Select portions of the 2022 Orphan Film Symposium on Counter-Archives can be watched live on the NYU Cinema Studies Vimeo site.
1. Register your name, affiliation, and email address using the NYU Orphan Film Symposium registration portal. Type in $0 in payment (or a pay-what-you-will donation). If you make no payment, you will not get an automatic email confirmation. However, we will email a PASSWORD to all registrants on Tuesday, June 14. And again June 15 and 16. Use this password to log-in to the Live Event (as Vimeo calls it). If you previously registered to attend, no need to do that again.
2. The password will work during all sessions, June 15-18, 2022. Go to the NYU Cinema Studies Vimeo Live Event for Orphans 2022 by copying and pasting this URL in a new browser window: https://vimeo.com/event/2190360
The symposium is designed as an in-person, live, in-the-theater experience. The webcast will not be integrated into flow of the program. However, most spoken presentations and individual films/files will be streamed live. Given the sensitive and difficult nature of many counter-archival documents, we will restrict items from streaming when appropriate and at the presenters’ discretion. Since this is not a festival program oriented to an interactive general audience, Vimeo viewers will see only a “not available for streaming” announcement when portions are blocked.
For now, we can say that the Wednesday, Thursday, and Saturday 8:00pm screenings will be streaming (with a couple of short exceptions).
June 15, by 8:30pm, the Making Counter-Archives screening (8 films, 5 minutes) will play, followed by a 45-minute roundtable featuring Artists in Residence with the Archive/Counter-Archive Project.
Debbie Ebanks Schlums and Janine Marchessault (York U) introduce
Federica Foglia, Innesti Neri e Bianchi [White and Black Grafts] (2022)
Jean-Pierre Marchant, A Life on the Borderlands (2021)
Sharon Isaac & Kelsey Diamond, Thunder Rolling Home (2019)
Pamila Matharu, stuck between an archive and an aesthetic (2019)
Jennifer Dysart, Caribou in the Archive (2019) and Revisiting Keewatin Missions (ca. 195?)
Chris Chong, Propaganda (2021-22)
Nada El-Omari, Yaffa (2019)
Nadine Valcin, Origines (2021)
+ Roundtable with Jennifer Dysart, Sharon Isaac, Jean-Pierre Marchand, Pamila Matharu, Nadine Valcin, moderated by Janine Marchessault
June 16, 8pm, Screening: Reanimating Histories, includes Helen Hill Award recipient Kelly Gallagher showing 7 films.
Bill Morrison (Hypnotic Pictures) introduces his piece Buried News (2021, 12 min), using newsreels documenting US racial divide (1917-1920), from the Dawson City Collection.

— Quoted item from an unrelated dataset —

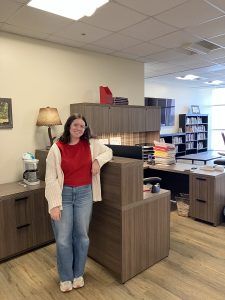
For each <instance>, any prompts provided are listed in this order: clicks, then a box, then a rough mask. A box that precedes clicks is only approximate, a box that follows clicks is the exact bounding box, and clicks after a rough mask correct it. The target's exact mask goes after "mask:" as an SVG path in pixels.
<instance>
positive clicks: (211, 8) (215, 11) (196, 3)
mask: <svg viewBox="0 0 225 300" xmlns="http://www.w3.org/2000/svg"><path fill="white" fill-rule="evenodd" d="M199 12H200V13H199ZM222 15H223V13H222V12H221V11H219V10H218V9H216V8H215V7H213V6H211V5H210V4H208V3H206V2H204V1H202V0H197V1H196V0H189V1H186V2H185V3H184V4H181V5H179V6H177V7H175V8H173V9H170V10H168V11H167V12H164V13H162V14H159V15H157V16H156V17H155V18H156V19H158V20H160V21H162V22H165V23H167V24H169V25H173V26H176V27H178V28H184V27H188V26H192V25H195V24H199V23H201V22H206V21H209V20H211V19H214V18H217V17H219V16H222Z"/></svg>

Phil Hoffman introduces Your New Pig Is Down the Road (Helen Hill, 1999) a hand-processed 16mm print, which Helen made at Phil Hofmann’s “Film Farm.”
Filmmaker Kelly Gallagher presents a program of her short works including More Dangerous Than a Thousand Rioters: The Revolutionary Life of Lucy Parsons (2016), A Herstory of Women Filmmakers (2009), Ceallaigh at Kilmainham (2013), From Ally to Accomplice (2015), and three from 2021: Pine and Genesee, We Had Each Other, and In the Future.
Saturday, June 18, the 8:00 pm screening of silent films in a program we call Two Sons & Sales Femmes.
Louis Pelletier (U of Montreal / Cinémathèque québécoise ) introduces
Les deux fils de monsieur Dubois (Gordon Sparling, Canadian Forestry Association, 1928),
a premiere of the new restoration by the Canadian Educational, Sponsored & Industrial Film Project,
with live musical accompaniment by Andrei Castañon. 25 min.
Laura Horak (Carleton U) & Maggie Hennefeld (U of Minnesota) introduce Screening Cinema’s First Nasty Women:
• Pranks (US, 1909). Library of Congress. Music by Gerson Lazo-Quiroga.
• Laughing Gas (US, 1907, with Bertha Regustus). Library of Congress. Music by Matt Hayes and Gerson Lazo-Quiroga.
• La Pile électrique de Léontine / Betty’s Electric Battery (France, 1910). Gaumont-Pathé Archives. Music by Gonca Feride Varol.
• Fatty and Minnie He-Haw (US, 1914, with Minnie Deveraux). Library of Congress. Music by Eliot Britton. Introduced by Kickapoo artist Arigon Starr.
• The Red Girl and the Child (US, 1910, with Red Wing). Museum of Modern Art. Music by Don Ross. Introduced by Cherokee scholar Liza Black.
Brian Meacham (Yale Film Archive) introduces
outtakes from James Baldwin: From Another Place (Sedat Pakay, 1973) filmed in Istanbul, 1970.